Resolving MAC Address from IP Address in Linux

  • I need to write a bash script wherein I have to create a file which holds the details of IP Addresses of the hosts and their mapping with corresponding MAC Addresses.

    Is there any possible way with which I can find out the MAC address of any (remote) host when IP address of the host is available?

  • slm

    slm Correct answer

    7 years ago

    If you just want to find out the MAC address of a given IP address you can use the command arp to look it up, once you've pinged the system 1 time.

    Example

    $ ping skinner -c 1
    PING skinner.bubba.net (192.168.1.3) 56(84) bytes of data.
    64 bytes from skinner.bubba.net (192.168.1.3): icmp_seq=1 ttl=64 time=3.09 ms
    
    --- skinner.bubba.net ping statistics ---
    1 packets transmitted, 1 received, 0% packet loss, time 0ms
    rtt min/avg/max/mdev = 3.097/3.097/3.097/0.000 ms
    

    Now look up in the ARP table:

    $ arp -a
    skinner.bubba.net (192.168.1.3) at 00:19:d1:e8:4c:95 [ether] on wlp3s0
    

    fing

    If you want to sweep the entire LAN for MAC addresses you can use the command line tool fing to do so. It's typically not installed so you'll have to go download it and install it manually.
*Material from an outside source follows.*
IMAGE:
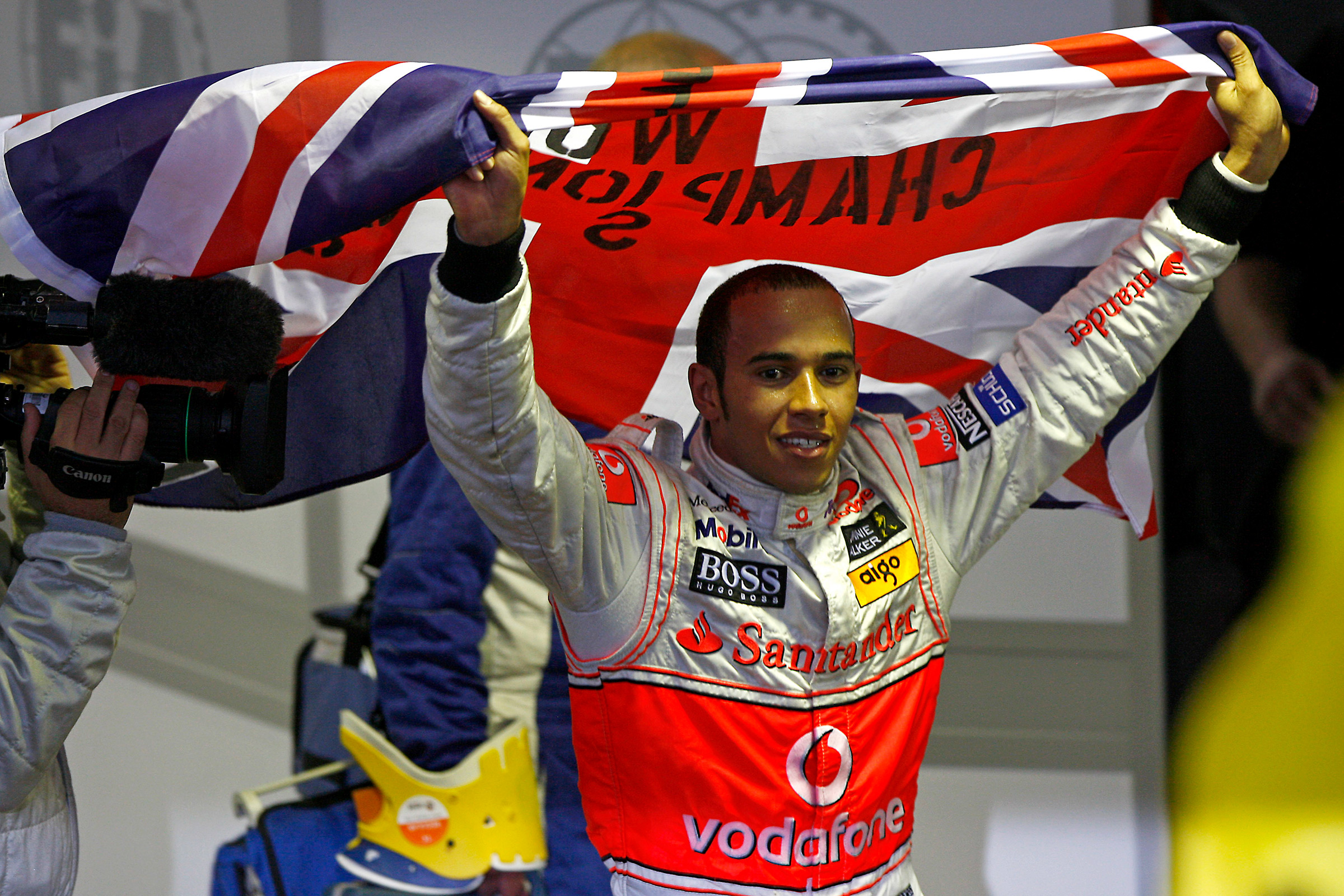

    $ sudo fing 10.9.8.0/24
    

        fing example

    Using ip

    If you find you don't have the arp or fing commands available, you could use iproute2's command ip neigh to see your system's ARP table instead:

    $ ip neigh
    192.168.1.61 dev eth0 lladdr b8:27:eb:87:74:11 REACHABLE
    192.168.1.70 dev eth0 lladdr 30:b5:c2:3d:6c:37 STALE
    192.168.1.95 dev eth0 lladdr f0:18:98:1d:26:e2 REACHABLE
    192.168.1.2 dev eth0 lladdr 14:cc:20:d4:56:2a STALE
    192.168.1.10 dev eth0 lladdr 00:22:15:91:c1:2d REACHABLE
    

    References

    I know this is an old answer, but do you have any insight as to how Fing is implemented? I am trying to learn about this layer of networking and the tools to monitor it.

    @akaphenom If you have new questions please them outright, comments aren't meant for that.

    but isn't `arp` deprecated? How can I do this with `ip`?

    @math2001 - it wasn't 5 yrs ago, I added an example showing how using `ip`.